While implementing a small CLI tool, I ran into a somehow undocumented feature of the Ocaml compiler: it automatically expands wildcards before doing anything else. Which proved to be a problem.
This post serves three different goals:
- give some visibility, in case someone else run into this issue in the future
- expose a possible workaround
- ask the community if there is a better way™ to solve this
Context
My tool uses Cmdliner
for CLI args processing, and needs to handle basic wildcard processing for one of its options, eg. it should handle mytool.exe -x *.ml
.
This would get expanded to mytool.exe -x a.ml b.ml c.ml
which Cmdliner cannot handle. Under any common Unix shell, this is not a problem: we just have to escape the star character with eg. mytool.exe -x \*.ml
, have mytool handle the expansion itself and we’re all set. So far, so good.

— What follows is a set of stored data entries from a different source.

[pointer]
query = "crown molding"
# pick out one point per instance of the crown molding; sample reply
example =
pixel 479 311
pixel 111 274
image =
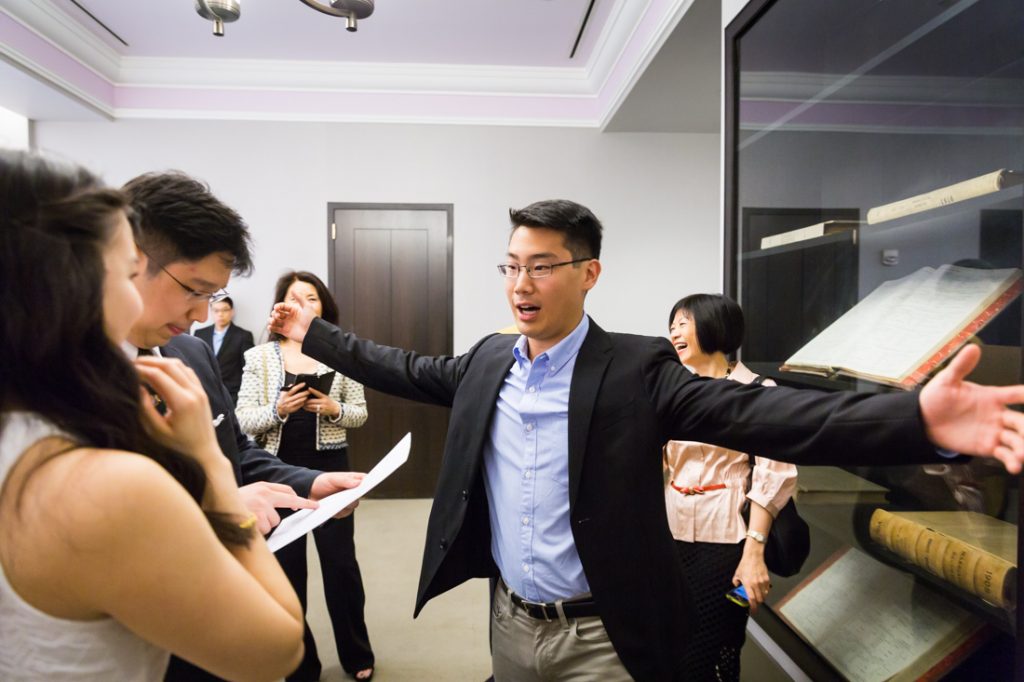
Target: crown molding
pixel 28 64
pixel 272 75
pixel 53 25
pixel 632 33
pixel 227 115
pixel 672 11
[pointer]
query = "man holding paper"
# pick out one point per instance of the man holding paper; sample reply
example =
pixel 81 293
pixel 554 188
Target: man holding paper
pixel 552 473
pixel 193 244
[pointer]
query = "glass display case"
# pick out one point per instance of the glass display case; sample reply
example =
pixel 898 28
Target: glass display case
pixel 873 159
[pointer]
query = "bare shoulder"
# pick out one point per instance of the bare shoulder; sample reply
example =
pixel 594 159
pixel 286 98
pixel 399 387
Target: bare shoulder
pixel 93 494
pixel 72 516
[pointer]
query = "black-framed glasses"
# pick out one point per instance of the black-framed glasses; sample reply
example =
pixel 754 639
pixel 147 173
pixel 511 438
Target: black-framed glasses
pixel 536 271
pixel 194 295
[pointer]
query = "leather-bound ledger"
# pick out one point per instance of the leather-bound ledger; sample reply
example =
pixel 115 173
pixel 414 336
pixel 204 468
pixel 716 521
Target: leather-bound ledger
pixel 905 329
pixel 975 552
pixel 976 186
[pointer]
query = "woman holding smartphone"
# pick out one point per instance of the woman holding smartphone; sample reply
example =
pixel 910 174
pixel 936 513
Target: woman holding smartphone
pixel 123 538
pixel 307 427
pixel 706 489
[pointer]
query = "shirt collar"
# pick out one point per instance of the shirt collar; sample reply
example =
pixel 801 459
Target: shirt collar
pixel 558 354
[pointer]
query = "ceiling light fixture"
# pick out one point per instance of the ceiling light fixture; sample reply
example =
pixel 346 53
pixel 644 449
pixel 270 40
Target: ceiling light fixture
pixel 225 11
pixel 350 10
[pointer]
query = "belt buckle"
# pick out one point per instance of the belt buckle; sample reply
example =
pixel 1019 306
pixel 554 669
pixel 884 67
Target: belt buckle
pixel 540 605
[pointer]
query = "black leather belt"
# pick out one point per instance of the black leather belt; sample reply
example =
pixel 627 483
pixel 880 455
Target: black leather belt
pixel 578 608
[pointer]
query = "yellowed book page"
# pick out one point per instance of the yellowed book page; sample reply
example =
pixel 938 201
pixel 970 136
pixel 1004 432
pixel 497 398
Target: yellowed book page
pixel 976 186
pixel 808 232
pixel 871 622
pixel 898 326
pixel 991 535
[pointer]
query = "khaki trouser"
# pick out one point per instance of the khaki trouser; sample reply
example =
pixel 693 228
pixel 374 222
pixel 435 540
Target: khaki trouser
pixel 526 649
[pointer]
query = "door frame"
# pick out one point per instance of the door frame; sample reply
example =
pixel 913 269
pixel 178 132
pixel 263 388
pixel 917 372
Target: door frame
pixel 332 235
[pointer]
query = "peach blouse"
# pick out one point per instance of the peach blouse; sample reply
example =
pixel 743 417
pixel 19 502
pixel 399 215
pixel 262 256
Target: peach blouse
pixel 715 516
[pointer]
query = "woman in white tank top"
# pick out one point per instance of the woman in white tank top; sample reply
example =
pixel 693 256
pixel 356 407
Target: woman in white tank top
pixel 122 534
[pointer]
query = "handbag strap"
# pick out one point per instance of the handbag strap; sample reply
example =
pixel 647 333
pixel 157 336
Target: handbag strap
pixel 757 381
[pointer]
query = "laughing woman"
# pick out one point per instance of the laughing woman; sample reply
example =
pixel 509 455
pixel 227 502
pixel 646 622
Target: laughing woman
pixel 706 491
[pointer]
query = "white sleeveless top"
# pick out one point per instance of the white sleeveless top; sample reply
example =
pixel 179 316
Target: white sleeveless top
pixel 37 646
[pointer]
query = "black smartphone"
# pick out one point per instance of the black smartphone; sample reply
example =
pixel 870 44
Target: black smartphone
pixel 738 596
pixel 320 382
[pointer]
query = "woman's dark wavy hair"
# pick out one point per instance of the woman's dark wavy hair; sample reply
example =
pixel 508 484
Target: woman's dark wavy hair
pixel 55 357
pixel 719 321
pixel 330 308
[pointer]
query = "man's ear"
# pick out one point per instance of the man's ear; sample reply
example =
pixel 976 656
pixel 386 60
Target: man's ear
pixel 592 274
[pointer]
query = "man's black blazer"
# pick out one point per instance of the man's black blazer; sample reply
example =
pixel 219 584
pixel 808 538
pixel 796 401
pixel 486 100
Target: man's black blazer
pixel 629 395
pixel 251 463
pixel 230 358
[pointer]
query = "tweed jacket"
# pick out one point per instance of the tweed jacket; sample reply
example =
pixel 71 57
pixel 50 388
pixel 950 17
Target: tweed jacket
pixel 262 379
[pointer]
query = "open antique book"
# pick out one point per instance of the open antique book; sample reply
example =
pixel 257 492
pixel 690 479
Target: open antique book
pixel 872 622
pixel 903 330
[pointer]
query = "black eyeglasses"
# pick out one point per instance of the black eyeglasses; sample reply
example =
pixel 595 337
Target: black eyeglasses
pixel 194 295
pixel 536 271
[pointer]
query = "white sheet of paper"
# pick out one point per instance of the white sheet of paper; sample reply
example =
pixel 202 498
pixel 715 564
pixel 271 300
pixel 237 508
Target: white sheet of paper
pixel 305 520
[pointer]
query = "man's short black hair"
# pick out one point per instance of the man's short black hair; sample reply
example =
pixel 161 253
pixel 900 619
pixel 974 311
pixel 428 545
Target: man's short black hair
pixel 581 229
pixel 180 219
pixel 719 321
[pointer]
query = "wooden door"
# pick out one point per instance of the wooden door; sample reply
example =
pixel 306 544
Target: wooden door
pixel 390 271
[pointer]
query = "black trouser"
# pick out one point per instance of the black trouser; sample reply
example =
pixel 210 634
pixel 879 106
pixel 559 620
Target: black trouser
pixel 342 581
pixel 719 625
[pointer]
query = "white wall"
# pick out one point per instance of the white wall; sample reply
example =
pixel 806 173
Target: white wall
pixel 656 195
pixel 13 130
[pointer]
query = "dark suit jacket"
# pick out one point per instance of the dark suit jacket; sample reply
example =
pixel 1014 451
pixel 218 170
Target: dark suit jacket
pixel 629 395
pixel 251 464
pixel 237 342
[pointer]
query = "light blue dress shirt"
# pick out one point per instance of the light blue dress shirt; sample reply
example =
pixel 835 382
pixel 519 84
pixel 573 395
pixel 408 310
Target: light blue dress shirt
pixel 526 474
pixel 218 338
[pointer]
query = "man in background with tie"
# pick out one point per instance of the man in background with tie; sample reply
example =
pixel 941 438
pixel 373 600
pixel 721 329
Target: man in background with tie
pixel 229 342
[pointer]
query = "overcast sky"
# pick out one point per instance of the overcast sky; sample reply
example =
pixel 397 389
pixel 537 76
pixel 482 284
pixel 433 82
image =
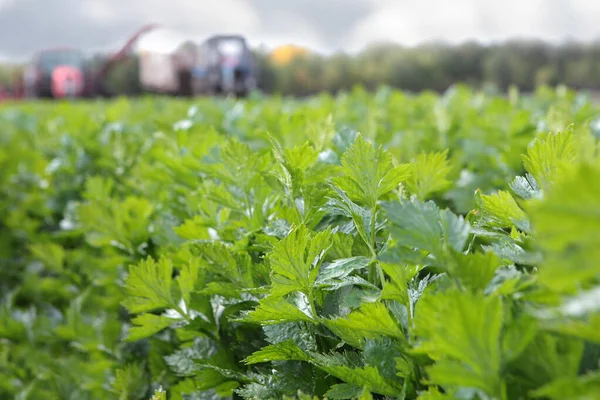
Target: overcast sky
pixel 324 25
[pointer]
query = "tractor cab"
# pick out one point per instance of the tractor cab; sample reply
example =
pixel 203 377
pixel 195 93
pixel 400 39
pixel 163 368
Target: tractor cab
pixel 224 64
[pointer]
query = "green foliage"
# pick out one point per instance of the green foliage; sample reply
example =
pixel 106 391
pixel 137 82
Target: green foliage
pixel 383 246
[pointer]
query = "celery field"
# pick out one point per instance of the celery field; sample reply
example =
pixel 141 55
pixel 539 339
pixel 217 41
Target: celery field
pixel 378 245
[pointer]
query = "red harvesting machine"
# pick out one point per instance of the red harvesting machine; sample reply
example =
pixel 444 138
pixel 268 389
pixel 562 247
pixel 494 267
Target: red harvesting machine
pixel 68 73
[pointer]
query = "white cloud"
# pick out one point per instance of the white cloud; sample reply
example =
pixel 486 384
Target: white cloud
pixel 325 25
pixel 414 21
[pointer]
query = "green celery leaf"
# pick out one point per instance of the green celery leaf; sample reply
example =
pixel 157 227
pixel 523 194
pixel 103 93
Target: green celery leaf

Then came Windows. Whatever I would do, it seemed like there was no way of preventing that wildcard to be expanded. I learned that on Windows, the calling program was responsible for dealing with wildcards, not the shell. After some digging, the root cause of this behaviour was found in the ocaml runtime itself, in runtime/main.c
:
int main_os(int argc, char_os **argv)
{
#ifdef _WIN32
/* Expand wildcards and diversions in command line */
caml_expand_command_line(&argc, &argv);
#endif
/* [...] */
}
After a bit of history digging, it turns out this behaviour dates back from the very early stages of the Ocaml compiler, see this commit by Xavier Leroy from… 1996!
Workaround
The runtime/main.c
file gives a hint on how to work around this:
/* Main entry point (can be overridden by a user-provided main()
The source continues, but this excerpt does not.